To discriminate the type of the induced seismicity in the underground mine, full waveform inversion and statistical methods were used to investigate the different microseismic source mechanisms in a more quantitative way. To eliminate possible effects caused by specific configuration of monitoring network, potential error in source location and wave propagation mismodelling, Jackknife resampling was used to obtain the probability density functions of inversion results and the moment tensor uncertainties. Firstly, the expected prior probability functions for mining blast, cavity collapse, fault slip, and tensional failure were defined, which are related to the percentage of the double couple, the compensated linear vector dipole, and the isotropic components. Secondly, the likelihood of a given candidate event to a certain source model was calculated, and the source type was determined according to the moment tensor decomposition of the case with the highest probability density. Tests with synthetic datasets were performed to evaluate the stability of the inversion in case of poor data quality and inaccurate source location.

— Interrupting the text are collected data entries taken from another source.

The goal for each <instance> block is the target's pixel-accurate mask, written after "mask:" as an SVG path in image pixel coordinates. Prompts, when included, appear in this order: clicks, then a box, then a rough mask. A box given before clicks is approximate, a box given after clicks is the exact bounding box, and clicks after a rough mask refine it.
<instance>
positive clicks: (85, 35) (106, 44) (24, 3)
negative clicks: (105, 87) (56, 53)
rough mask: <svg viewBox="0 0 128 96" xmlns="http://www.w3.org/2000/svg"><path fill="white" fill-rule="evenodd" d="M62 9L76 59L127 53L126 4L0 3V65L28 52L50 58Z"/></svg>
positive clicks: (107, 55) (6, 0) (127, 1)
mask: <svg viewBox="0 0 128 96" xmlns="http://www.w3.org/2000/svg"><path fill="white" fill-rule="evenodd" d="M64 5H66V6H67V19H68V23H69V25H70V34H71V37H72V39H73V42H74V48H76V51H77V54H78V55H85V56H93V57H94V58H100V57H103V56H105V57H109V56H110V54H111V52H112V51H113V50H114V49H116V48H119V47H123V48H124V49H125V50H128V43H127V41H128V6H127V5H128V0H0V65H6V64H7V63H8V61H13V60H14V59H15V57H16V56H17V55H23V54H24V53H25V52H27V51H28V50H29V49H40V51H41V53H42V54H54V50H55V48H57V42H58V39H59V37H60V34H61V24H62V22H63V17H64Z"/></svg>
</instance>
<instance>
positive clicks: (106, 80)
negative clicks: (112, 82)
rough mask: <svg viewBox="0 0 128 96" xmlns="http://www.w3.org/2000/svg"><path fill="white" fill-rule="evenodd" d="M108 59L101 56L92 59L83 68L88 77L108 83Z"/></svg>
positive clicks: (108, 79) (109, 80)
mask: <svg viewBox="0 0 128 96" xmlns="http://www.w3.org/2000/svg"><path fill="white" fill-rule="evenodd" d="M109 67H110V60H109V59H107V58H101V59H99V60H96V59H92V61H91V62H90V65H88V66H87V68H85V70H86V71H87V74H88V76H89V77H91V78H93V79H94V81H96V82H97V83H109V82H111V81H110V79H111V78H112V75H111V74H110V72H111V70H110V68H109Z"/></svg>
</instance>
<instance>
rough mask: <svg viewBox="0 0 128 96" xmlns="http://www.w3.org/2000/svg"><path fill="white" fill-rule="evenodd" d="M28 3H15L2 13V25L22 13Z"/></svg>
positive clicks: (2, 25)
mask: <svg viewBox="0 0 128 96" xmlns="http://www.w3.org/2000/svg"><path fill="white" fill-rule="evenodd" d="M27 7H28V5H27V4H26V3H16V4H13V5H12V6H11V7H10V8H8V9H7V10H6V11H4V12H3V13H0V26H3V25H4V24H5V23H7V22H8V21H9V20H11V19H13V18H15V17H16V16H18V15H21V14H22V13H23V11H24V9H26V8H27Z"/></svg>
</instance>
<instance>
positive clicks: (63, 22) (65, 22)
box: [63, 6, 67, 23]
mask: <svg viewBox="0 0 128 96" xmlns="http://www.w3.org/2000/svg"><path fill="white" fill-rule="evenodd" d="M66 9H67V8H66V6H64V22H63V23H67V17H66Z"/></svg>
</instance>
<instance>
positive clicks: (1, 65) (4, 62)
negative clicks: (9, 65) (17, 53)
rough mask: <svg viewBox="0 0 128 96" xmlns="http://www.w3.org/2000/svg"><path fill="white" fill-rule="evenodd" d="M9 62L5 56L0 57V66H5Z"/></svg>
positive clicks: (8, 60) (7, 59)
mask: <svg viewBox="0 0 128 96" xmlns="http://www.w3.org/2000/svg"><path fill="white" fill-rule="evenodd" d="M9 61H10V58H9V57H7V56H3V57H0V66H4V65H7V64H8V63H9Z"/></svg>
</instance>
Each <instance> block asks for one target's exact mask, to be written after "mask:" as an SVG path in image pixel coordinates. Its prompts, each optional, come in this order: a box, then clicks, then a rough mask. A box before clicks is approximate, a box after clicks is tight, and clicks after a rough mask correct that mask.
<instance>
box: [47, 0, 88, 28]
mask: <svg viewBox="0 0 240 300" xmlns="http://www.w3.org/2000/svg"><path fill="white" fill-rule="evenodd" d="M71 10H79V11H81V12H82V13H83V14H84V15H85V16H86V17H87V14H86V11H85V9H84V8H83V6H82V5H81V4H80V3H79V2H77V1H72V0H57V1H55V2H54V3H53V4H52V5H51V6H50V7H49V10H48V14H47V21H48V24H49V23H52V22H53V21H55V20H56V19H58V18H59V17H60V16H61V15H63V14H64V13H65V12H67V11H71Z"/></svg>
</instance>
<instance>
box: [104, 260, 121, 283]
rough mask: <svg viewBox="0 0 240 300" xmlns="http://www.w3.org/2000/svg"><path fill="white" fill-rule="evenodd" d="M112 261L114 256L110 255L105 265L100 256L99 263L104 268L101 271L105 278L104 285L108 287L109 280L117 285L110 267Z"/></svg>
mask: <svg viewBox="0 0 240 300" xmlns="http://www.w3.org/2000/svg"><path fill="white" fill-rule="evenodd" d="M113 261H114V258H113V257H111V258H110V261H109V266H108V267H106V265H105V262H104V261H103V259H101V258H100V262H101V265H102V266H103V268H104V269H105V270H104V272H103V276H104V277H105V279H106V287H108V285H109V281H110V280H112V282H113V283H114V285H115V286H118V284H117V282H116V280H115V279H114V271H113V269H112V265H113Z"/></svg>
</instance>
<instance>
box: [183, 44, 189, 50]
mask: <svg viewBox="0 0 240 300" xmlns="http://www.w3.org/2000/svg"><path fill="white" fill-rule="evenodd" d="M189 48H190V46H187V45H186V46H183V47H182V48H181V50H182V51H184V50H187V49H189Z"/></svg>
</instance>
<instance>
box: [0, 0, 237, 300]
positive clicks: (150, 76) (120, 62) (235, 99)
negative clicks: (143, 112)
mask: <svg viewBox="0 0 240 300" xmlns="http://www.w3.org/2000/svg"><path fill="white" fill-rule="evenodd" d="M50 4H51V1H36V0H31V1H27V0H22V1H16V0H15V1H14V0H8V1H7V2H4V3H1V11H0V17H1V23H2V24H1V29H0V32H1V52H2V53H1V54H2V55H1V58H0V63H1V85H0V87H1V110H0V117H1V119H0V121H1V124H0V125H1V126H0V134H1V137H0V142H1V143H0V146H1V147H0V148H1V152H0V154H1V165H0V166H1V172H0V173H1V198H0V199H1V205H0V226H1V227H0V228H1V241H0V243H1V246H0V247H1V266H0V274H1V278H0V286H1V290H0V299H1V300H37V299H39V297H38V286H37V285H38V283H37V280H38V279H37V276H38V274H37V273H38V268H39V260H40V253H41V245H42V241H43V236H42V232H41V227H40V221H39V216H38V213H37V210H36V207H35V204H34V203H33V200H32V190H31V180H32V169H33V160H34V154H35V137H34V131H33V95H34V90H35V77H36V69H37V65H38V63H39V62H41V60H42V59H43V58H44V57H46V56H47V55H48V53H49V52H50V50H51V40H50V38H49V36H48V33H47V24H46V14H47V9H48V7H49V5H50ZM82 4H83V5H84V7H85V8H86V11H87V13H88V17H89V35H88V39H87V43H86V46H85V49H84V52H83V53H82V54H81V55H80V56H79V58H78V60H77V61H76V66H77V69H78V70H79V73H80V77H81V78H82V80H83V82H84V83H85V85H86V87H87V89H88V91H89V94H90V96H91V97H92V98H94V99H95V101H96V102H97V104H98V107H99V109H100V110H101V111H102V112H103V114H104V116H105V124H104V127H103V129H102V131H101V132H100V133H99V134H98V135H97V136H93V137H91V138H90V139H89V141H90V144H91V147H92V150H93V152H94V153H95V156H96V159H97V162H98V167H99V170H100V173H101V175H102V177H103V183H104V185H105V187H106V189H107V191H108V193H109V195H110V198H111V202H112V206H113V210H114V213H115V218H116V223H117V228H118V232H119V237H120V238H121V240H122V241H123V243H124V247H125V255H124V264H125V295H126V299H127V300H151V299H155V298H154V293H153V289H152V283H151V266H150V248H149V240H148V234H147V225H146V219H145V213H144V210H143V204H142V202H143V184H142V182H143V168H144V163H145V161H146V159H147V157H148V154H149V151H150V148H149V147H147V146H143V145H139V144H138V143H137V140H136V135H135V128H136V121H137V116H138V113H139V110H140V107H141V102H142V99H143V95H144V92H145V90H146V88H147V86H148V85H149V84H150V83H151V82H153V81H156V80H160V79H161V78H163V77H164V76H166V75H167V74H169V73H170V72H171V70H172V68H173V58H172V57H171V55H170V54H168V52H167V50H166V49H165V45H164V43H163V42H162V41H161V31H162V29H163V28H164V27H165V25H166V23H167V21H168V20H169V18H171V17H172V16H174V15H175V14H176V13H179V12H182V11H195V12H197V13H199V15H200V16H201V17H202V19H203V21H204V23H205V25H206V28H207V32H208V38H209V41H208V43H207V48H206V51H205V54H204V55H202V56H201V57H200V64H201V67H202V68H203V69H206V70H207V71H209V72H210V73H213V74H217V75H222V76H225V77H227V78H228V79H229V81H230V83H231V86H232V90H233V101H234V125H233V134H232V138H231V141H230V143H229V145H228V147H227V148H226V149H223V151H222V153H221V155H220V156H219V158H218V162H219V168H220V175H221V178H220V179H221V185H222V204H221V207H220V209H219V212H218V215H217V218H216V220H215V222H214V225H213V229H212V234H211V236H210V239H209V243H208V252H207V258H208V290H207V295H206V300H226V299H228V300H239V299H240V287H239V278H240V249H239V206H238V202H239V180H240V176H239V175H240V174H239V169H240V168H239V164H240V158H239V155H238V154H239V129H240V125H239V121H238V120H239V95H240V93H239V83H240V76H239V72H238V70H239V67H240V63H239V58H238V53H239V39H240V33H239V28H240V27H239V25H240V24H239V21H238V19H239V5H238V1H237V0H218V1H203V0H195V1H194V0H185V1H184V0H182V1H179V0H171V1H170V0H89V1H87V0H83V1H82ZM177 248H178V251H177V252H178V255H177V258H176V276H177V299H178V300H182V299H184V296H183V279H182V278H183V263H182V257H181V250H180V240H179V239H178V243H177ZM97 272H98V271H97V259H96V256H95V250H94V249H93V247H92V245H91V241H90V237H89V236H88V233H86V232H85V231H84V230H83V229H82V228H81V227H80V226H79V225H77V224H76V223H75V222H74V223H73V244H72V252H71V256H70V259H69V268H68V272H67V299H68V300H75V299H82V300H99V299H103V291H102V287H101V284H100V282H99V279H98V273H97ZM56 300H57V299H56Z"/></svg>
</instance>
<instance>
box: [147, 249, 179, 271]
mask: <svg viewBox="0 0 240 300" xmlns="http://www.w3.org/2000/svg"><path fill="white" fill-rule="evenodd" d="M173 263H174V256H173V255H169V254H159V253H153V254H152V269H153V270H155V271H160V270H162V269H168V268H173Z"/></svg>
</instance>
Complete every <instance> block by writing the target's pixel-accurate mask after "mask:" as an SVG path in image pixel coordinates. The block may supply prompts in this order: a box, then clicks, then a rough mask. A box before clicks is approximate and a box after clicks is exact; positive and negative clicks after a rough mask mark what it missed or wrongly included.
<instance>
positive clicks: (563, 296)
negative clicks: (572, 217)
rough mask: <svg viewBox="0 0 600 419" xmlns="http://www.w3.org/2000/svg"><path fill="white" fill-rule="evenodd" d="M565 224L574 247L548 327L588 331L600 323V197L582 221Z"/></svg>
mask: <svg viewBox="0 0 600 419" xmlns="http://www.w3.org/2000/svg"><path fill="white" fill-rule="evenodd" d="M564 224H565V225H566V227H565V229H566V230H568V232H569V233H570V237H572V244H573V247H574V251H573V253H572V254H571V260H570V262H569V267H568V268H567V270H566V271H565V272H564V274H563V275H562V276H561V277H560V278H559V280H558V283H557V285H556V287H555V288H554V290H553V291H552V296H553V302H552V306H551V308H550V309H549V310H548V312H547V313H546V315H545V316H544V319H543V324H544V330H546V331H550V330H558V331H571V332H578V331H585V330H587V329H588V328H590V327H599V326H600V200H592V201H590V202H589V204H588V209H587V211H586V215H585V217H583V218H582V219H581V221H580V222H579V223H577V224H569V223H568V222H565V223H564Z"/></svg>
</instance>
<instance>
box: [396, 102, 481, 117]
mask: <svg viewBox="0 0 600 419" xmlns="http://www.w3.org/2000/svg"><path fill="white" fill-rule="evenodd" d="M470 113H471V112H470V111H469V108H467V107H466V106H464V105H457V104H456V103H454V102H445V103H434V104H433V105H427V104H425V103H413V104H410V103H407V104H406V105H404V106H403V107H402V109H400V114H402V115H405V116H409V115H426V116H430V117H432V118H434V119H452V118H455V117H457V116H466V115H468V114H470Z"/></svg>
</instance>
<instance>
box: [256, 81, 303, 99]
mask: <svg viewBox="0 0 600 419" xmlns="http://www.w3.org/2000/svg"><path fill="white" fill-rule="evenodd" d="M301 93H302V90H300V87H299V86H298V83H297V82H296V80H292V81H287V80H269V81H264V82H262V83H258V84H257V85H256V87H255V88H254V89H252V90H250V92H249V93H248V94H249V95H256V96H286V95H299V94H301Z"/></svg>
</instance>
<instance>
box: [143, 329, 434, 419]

The calculated results with noise levels from 0% to 20% are all clustered closely around the initial source in the source type diagram, which indicates the reliability of the derived focal mechanism. The discrimination method of seismic sources in underground mine using full waveform inversion was verified by 8 events of field investigations in the Yongshaba Phosphate Mine, China. Results show that events 1, 5, 6 and 8 are tagged as fault slip events. Their probability of fault slip events are 0.53, 0.57, 0.37 and 0.60 respectively. The events 2, 3 and 7 are recognized as the cavity collapse events corresponding the probability 0.46, 0.51 and 0.50, respectively. The mechanism of the event 4 is recognized as a tensional failure with the probability 0.57.